What is acaraje? Where to find the best of the Brazilian street food


Acaraje, Brazil


You may not have heard of this dish, but trust me, you need it in your life. Your arteries probably don't. And your calorie counter doesn't. But you do. Acaraje is a street-food specialty in the Brazilian state of Bahia, a ball of mashed black-eyed peas that is deep-fried in palm oil, then split in half and stuffed with deliciousness, usually spicy pastes made with cashews and prawns, plus whole-fried school prawns, served with more hot sauce. These snacks are legendary throughout cities such as Salvador, Ilheus and Itabuna.

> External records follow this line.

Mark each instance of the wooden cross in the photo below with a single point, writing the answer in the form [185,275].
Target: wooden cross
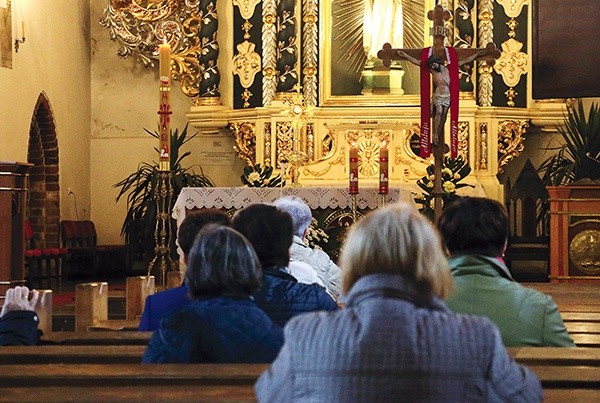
[437,61]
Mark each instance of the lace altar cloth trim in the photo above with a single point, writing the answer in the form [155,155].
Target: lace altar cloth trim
[315,197]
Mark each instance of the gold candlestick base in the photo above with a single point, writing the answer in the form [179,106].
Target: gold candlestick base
[296,159]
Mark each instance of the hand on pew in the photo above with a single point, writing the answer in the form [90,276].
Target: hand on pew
[18,320]
[17,299]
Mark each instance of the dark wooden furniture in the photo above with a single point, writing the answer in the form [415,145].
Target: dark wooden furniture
[87,259]
[528,252]
[574,231]
[14,183]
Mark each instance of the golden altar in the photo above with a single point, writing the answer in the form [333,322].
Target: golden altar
[331,207]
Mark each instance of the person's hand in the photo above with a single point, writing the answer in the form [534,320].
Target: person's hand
[17,299]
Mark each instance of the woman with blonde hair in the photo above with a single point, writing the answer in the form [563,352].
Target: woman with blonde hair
[395,339]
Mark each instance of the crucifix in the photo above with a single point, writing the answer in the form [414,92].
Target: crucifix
[442,64]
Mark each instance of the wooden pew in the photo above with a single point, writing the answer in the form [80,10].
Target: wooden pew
[197,382]
[114,373]
[556,355]
[571,297]
[132,353]
[208,381]
[69,354]
[109,337]
[91,304]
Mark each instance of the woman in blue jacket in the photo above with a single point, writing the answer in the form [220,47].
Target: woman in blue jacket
[222,324]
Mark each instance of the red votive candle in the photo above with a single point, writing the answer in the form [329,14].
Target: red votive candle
[383,170]
[353,178]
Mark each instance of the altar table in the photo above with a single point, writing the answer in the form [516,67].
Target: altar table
[331,207]
[316,197]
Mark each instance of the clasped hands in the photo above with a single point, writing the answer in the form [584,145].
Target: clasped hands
[17,299]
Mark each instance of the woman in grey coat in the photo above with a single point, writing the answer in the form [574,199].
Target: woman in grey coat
[396,339]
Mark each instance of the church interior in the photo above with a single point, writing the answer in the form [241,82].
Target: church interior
[278,97]
[81,81]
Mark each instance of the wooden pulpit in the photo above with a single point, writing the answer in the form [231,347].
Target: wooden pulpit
[14,184]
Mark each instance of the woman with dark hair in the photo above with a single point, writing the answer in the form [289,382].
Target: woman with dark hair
[222,324]
[396,339]
[475,231]
[270,231]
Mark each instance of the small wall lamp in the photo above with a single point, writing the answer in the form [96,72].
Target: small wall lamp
[20,40]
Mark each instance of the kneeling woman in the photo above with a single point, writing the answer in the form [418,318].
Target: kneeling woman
[396,340]
[222,324]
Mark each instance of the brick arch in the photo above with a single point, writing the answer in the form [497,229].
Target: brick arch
[42,152]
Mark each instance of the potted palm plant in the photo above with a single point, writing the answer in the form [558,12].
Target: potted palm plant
[572,177]
[139,190]
[576,161]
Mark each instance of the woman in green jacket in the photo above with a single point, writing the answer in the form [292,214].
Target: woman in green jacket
[475,231]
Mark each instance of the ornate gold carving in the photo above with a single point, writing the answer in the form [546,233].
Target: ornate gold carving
[246,27]
[246,7]
[269,19]
[284,133]
[511,135]
[483,147]
[512,8]
[310,49]
[246,64]
[246,95]
[486,35]
[340,160]
[368,158]
[463,139]
[512,25]
[511,94]
[310,141]
[207,101]
[269,51]
[245,141]
[513,63]
[267,147]
[138,25]
[584,251]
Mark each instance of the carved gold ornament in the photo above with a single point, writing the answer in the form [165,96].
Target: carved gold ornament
[486,35]
[246,7]
[511,135]
[513,63]
[584,251]
[246,63]
[139,25]
[245,141]
[368,158]
[269,51]
[463,139]
[483,147]
[310,50]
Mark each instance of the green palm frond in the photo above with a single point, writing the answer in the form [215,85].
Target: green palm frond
[139,190]
[581,137]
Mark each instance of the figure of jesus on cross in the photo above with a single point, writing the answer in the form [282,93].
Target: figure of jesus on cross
[442,64]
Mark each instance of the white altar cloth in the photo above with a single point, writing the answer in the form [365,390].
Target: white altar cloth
[315,197]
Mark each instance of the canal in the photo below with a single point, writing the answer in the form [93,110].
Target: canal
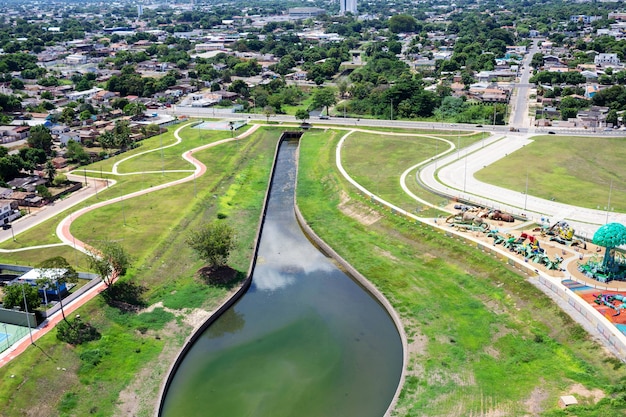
[305,339]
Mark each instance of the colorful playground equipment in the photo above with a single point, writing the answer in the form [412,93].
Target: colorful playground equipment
[528,246]
[613,265]
[561,232]
[609,300]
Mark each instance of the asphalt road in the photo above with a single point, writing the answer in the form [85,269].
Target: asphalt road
[455,174]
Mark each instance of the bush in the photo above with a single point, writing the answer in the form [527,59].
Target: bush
[76,332]
[60,179]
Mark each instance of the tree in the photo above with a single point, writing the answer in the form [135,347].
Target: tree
[110,262]
[56,271]
[402,23]
[324,97]
[136,110]
[51,171]
[302,114]
[122,134]
[40,138]
[106,140]
[15,294]
[610,236]
[213,242]
[269,111]
[67,115]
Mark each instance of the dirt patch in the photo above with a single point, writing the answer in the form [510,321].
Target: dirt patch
[385,253]
[141,396]
[224,276]
[584,394]
[493,352]
[534,403]
[418,344]
[357,210]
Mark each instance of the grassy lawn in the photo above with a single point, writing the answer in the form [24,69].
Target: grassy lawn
[137,349]
[482,340]
[572,170]
[377,161]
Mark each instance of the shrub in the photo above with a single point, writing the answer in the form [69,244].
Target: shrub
[76,332]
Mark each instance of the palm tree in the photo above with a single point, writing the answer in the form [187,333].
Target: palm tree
[610,236]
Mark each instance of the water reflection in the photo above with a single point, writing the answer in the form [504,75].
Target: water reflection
[305,340]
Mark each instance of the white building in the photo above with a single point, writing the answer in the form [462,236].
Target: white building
[86,94]
[606,59]
[75,59]
[347,6]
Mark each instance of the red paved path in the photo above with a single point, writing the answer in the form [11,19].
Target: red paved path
[64,233]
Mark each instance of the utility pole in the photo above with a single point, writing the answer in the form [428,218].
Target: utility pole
[608,206]
[27,317]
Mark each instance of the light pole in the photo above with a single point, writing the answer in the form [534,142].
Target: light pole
[27,318]
[7,333]
[123,214]
[608,206]
[162,160]
[465,173]
[526,192]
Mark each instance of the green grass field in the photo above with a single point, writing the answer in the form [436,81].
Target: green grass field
[88,379]
[574,170]
[483,340]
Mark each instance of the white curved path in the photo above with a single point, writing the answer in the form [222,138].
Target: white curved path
[454,175]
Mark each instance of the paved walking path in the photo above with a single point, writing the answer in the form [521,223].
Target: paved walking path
[64,233]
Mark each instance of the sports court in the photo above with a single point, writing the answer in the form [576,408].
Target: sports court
[220,125]
[11,333]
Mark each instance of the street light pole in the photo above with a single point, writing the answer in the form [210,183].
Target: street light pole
[465,173]
[526,192]
[7,333]
[27,318]
[162,160]
[608,206]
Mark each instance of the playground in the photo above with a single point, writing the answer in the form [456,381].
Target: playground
[11,333]
[609,303]
[221,125]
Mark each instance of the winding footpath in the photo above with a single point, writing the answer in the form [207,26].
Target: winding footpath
[67,238]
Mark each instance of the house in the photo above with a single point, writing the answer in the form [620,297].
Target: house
[64,138]
[9,211]
[12,133]
[86,94]
[27,183]
[27,199]
[76,59]
[36,275]
[606,60]
[58,130]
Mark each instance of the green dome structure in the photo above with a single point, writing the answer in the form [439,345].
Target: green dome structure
[610,236]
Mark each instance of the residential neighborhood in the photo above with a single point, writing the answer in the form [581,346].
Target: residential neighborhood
[144,146]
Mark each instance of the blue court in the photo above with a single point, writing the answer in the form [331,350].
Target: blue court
[220,125]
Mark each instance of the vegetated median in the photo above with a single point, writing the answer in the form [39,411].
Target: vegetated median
[120,373]
[482,339]
[582,171]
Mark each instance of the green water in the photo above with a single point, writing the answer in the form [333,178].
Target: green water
[305,340]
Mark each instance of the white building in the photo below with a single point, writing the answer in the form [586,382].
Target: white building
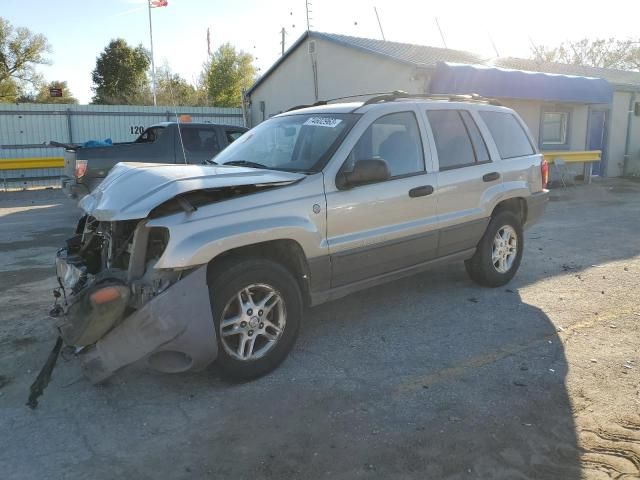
[568,108]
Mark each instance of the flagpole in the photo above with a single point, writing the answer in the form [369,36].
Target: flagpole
[153,65]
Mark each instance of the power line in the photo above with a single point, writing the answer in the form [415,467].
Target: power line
[379,24]
[441,34]
[308,5]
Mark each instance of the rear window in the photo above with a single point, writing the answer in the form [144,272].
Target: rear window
[150,135]
[510,137]
[203,140]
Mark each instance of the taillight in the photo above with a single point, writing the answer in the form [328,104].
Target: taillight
[81,168]
[544,170]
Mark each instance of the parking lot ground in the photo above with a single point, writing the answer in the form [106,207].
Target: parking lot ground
[430,377]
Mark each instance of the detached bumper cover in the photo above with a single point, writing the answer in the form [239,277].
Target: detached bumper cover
[177,321]
[536,204]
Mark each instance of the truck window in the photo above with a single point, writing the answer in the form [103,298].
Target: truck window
[200,140]
[150,135]
[510,137]
[233,135]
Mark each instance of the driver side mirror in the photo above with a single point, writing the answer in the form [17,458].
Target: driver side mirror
[364,171]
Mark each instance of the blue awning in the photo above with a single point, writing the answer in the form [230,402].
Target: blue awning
[454,78]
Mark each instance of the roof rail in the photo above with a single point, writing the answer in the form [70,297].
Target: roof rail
[399,94]
[317,104]
[381,97]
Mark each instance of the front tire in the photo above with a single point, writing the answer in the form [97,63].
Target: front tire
[257,309]
[499,252]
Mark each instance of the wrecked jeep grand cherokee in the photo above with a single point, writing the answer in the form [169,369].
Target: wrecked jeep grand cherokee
[178,266]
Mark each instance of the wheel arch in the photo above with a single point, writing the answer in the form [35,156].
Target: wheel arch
[517,205]
[287,252]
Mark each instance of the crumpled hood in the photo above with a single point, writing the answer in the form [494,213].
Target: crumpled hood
[132,190]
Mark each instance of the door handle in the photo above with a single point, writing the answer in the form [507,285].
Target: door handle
[490,177]
[422,191]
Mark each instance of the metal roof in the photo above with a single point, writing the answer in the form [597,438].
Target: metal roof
[424,56]
[490,81]
[409,54]
[613,76]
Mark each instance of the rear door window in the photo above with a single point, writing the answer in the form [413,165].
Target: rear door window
[453,143]
[479,147]
[200,140]
[150,135]
[511,139]
[395,138]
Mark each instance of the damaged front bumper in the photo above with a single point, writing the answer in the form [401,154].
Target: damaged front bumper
[171,332]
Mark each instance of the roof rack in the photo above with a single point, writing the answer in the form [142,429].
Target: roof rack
[381,97]
[317,104]
[399,94]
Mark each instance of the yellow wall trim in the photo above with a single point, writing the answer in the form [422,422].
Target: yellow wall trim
[31,163]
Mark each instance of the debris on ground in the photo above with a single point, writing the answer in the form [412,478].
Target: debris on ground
[41,382]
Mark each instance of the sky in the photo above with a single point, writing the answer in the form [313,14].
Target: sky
[78,30]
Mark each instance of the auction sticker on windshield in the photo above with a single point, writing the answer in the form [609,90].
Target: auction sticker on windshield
[323,122]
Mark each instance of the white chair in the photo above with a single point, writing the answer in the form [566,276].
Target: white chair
[561,167]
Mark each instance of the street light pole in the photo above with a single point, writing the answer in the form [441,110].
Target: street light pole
[153,65]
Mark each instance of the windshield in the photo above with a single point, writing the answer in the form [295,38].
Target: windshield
[299,143]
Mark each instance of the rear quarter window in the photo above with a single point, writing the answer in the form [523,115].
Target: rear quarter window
[507,132]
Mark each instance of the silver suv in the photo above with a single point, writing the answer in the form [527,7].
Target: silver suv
[180,265]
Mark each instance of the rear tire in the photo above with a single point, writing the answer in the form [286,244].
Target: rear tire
[499,252]
[257,308]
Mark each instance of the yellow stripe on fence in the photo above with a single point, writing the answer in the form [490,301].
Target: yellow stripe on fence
[573,157]
[31,163]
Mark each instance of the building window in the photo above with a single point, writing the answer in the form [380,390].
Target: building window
[554,128]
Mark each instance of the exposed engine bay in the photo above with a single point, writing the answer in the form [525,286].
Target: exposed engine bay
[106,270]
[128,292]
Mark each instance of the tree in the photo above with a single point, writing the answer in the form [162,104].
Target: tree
[226,74]
[20,52]
[120,76]
[44,95]
[172,89]
[599,52]
[9,91]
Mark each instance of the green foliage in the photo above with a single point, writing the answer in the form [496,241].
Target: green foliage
[599,52]
[172,89]
[9,91]
[20,52]
[226,74]
[120,76]
[44,96]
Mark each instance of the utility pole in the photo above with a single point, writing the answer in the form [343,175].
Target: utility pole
[283,32]
[308,9]
[379,24]
[153,64]
[495,49]
[441,34]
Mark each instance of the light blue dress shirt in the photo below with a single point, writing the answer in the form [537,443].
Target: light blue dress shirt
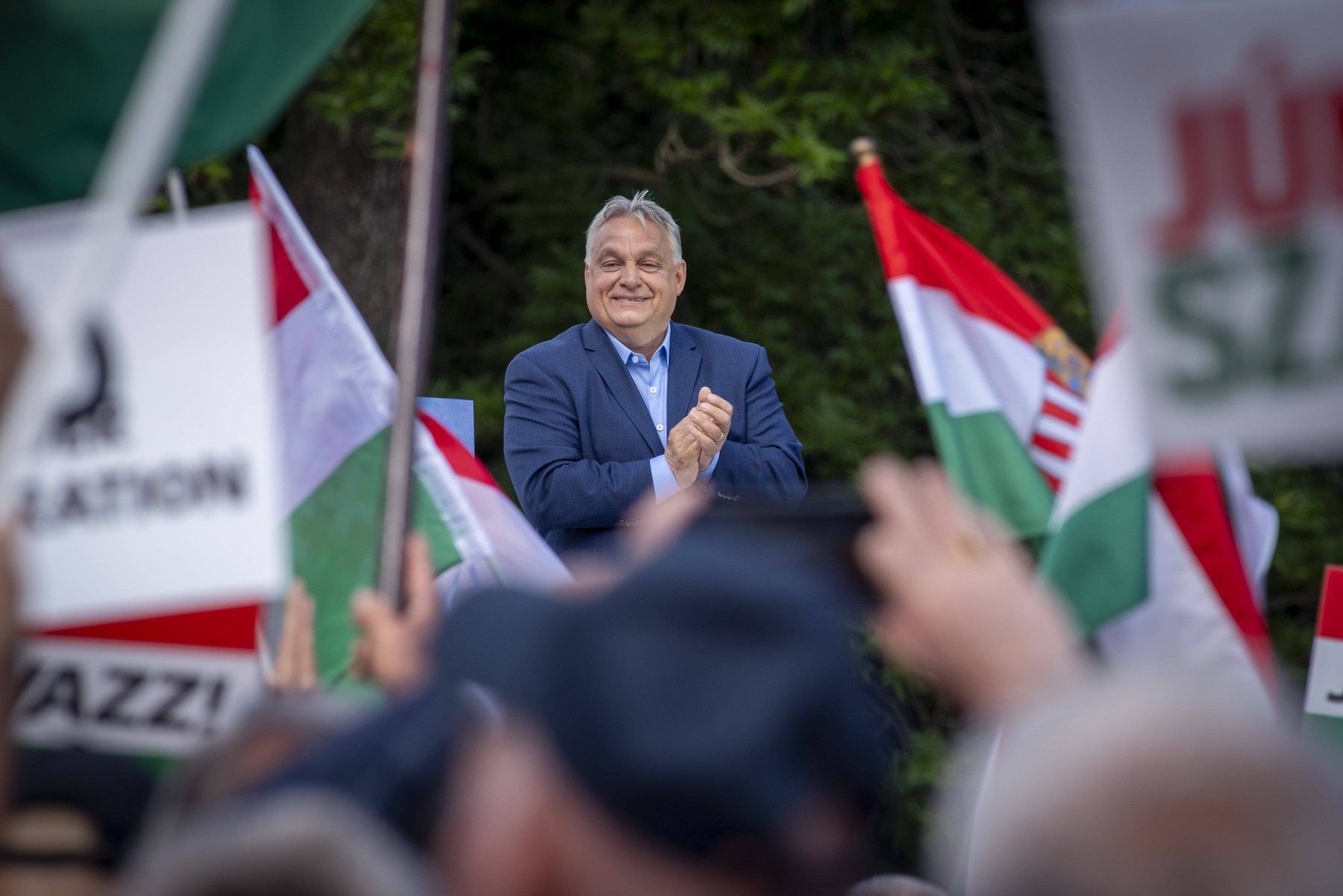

Acaraje's roots lie in the West African dish akara, a very similar preparation of mashed, deep-fried black-eyed peas, though these cakes are typically not split and filled with paste and meat in the Bahian style. Akara was brought across from Nigeria and Ghana by people enslaved by the Portuguese. It was quickly adopted as a street-food staple in Bahia, and became known as acaraje, probably as a portmanteau of words in the West African Yoruba language, given vendors used to shout "akara n'je", or "come and eat akara" to passing customers. These days most acaraje vendors are women, who typically wear all white.


Acaraje is sold throughout Bahia, but for the best you really have to go to Salvador. This is true street food, so your best bet is to wander the alleyways and keep your eyes open; however, Acaraje de Regina, a small stall permanently set up in the Rio Vermelho district, is an eternally popular classic.


This is a hard dish to find even in Brazil (outside Bahia), so it's no surprise Australia has very few vendors. Contact Abrisa (abrisa.org.au), a Melbourne-based Brazilian community group, to ask who might be able to make acaraje near you.


Acaraje has spiritual significance in Bahia as well: the dish is used as sacred offerings in Candomble, an Afro-Brazilian religion. These acaraje are offered to the "orixa", spirits sent by the supreme creator, Olodumare.